Aproveché una larga pausa para pedirme una ginebra, cosa que en “El Trebol” todavá no despertaba escandaletes.
- Uno escribía con palabras adecuadas para cada cosa, como en español ¿vio?
- ¿Y? Hasta ahora me suena a excusa... ¡vamos!
- No crea, no crea – me miró desde sus profundidades, porque detras de esos párpados apenas caídos, esas ojeras y esas cejas profusas había una profundidad a veces triste, a veces aterradora... o socarrona, como yo la había conocido hace mucho.
- El español... o castellano, como quieras, una herramienta para expresarse, comunicarse, amarse, mentir, exaltarse...
Cometí el error de pretender apurarlo, me parecía que divagaba
- Y bueno, seguimos hablando y escribiendo en español...
- Y mintiendo, sólo que ya no se miente, se resignifica, ya los delincuentes no son delincuentes, son apenas “corruptos” en el peor de los casos, no hay pobres ni obreros, hay carenciados y fuerza de trabajo por no hablar de recursos humanos. Mi bandera era el símbolo de mi país, ahora es un ícono, que viene del griego “imagen” pero la imagen de mi país puede ser una modelo adolescente o un político equivocado o un jugador que erró un penal.

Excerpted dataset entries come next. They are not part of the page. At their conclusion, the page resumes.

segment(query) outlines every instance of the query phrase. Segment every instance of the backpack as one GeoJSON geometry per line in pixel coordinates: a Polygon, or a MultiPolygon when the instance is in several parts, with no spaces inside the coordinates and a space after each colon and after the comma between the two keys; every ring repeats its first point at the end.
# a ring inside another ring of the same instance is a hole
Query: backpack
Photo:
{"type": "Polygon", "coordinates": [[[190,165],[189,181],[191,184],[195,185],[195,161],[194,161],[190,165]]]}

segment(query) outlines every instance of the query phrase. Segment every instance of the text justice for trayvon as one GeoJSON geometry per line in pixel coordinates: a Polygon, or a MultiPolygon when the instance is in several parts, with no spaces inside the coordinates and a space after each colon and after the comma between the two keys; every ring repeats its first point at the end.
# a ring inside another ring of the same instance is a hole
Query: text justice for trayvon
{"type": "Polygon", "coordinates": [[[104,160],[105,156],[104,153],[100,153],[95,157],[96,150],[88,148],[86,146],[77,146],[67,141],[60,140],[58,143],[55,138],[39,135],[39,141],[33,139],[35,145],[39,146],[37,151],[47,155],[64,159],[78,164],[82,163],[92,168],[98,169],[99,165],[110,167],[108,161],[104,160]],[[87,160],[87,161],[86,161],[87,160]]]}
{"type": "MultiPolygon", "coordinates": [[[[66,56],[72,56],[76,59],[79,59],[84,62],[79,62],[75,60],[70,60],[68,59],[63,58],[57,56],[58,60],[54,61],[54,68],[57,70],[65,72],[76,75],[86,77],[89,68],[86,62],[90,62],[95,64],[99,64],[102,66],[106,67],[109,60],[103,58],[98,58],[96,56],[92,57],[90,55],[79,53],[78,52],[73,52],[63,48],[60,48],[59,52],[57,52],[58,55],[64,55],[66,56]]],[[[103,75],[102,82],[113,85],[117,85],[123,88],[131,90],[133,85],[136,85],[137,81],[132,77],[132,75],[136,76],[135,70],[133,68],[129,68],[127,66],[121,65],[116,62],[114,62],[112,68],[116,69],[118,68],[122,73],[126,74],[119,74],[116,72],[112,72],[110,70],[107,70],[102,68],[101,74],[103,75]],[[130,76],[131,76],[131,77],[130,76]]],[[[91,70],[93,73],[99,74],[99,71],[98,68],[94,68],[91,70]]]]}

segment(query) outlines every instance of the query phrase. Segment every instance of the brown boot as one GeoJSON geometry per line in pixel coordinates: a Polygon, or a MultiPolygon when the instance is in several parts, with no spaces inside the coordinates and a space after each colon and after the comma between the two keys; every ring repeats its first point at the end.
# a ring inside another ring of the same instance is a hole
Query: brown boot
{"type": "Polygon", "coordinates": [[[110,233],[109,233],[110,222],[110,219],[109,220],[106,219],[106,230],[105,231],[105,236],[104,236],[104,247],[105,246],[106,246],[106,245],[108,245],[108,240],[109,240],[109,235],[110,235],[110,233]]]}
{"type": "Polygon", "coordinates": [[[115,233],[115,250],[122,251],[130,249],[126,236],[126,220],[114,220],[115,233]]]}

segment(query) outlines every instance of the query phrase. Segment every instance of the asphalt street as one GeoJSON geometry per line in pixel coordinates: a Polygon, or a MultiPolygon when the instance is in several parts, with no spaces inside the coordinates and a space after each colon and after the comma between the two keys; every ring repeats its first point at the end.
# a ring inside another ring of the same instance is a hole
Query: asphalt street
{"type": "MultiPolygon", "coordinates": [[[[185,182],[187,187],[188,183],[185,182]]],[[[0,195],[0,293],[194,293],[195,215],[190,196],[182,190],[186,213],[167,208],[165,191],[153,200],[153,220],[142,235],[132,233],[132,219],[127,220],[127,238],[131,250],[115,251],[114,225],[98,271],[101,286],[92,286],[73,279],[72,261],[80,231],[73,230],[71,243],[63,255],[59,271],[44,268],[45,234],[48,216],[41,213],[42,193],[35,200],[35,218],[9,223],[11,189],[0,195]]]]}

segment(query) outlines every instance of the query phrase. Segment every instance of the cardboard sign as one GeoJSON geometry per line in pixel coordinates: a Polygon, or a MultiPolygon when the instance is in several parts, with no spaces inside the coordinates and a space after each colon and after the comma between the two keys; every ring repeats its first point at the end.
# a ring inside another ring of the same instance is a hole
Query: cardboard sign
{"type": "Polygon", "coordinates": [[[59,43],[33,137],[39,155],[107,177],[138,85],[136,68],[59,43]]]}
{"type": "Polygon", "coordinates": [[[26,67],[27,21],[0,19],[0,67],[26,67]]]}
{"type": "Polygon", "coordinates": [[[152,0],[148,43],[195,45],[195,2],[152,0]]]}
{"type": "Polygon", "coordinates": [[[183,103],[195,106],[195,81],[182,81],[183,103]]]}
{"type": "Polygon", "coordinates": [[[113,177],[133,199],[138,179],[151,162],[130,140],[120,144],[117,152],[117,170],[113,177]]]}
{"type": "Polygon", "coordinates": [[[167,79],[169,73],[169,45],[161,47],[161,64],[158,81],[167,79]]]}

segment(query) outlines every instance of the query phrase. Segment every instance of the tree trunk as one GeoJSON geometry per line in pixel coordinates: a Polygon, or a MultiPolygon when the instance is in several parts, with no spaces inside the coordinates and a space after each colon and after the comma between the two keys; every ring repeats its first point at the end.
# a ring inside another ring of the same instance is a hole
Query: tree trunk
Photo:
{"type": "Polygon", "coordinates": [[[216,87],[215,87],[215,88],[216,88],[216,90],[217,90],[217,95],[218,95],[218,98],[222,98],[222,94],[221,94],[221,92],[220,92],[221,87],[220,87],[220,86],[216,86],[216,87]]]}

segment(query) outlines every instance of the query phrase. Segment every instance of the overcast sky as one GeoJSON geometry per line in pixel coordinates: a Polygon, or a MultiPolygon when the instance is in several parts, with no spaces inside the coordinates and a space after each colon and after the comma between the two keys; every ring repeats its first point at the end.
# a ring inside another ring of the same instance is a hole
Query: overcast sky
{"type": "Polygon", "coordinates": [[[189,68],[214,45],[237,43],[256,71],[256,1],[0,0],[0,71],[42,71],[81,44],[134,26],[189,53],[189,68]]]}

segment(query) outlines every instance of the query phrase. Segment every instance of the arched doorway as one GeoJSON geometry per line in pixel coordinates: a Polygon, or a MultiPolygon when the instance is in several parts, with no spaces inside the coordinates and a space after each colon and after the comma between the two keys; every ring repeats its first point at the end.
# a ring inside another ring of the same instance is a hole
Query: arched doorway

Sabía que los preámbulos de Acosta podían ser largos, aunque todavá no le tomaba el hilo tenía que esperar. Él sorbió otro trago y continuó:
- Y no es que no fuera una profesión peligrosa, vos lo sabés –recordé a cierto periodista de Rosario, hacía ya muchos años, recordé a Walsh – pero antes usábamos las palabras exactas, un asesinato era un asesinato, homicidio... o como quieras, pero nunca un “error” y el que tiraba cometía un crimen, no era fuego amigo. ¿Creés vos que han cambiado tanto los tiempos, que soy un melancólico?
Iba a decirle que no pero ni me escuchó, había tomado envión:
- ¿Sos de los que piensan que la “globalización” es una creatura del la tele y los satélites? – Otra vez iba a decirle que no, yo era de los que recuerdan el plan Marshall, la Ayuda para el Progreso y el United Kingdom con su Commonwealt...
- ¡Ah! – saltó – entonces también estás en desuso querido, eso se llama memoria y no se usa
Me quedé helado... ¿cómo sabía lo que yo estaba pensando? Y después de todo, razón lo que se dice razón tenía, yo también estab en desuso.
- Porque si averiguás algo inconveniente se llama “oposición” y si vas a cubrir una nota tenés que aceptar lo que las oficinas de prensa te tienen preparado. Eso eran arquetipos, o si querías quedar bien con el grupo de Florida eran macchiettas. ¿Y los límites de la ética? Teníamos claro lo que es propaganda, eso que se convirtió en promoción y permite cualquier cosa, el asunto es vender, hasta las ideas hay que venderlas...
- Pídase otro semillón Acosta, voy al baño – dije, aunque el vaso parecía no disminuir.

Cuando volví haciendo ese gesto viril de pasar la mano para cerciorarnos que que la bragueta este cerrada, miré a la mesa de la ventana. Acosta ya no estaba. Me senté y miré hacia la calle, el Mercado tampoco estaba. Entonces me concentré en las manchas sobre la madera. Muchas manchas dejadas por los culos de vidrio, vino tinto, vino blanco... y me quedé un largo rato pegado a una en especial, semicircular, una mancha de risa.
Mañana voy a ir al cementerio, ya sé que no se usa, pero Acosta merece un trago, es llo menos que puedo hacer por mi maestro de cuando leíamos a Sartre.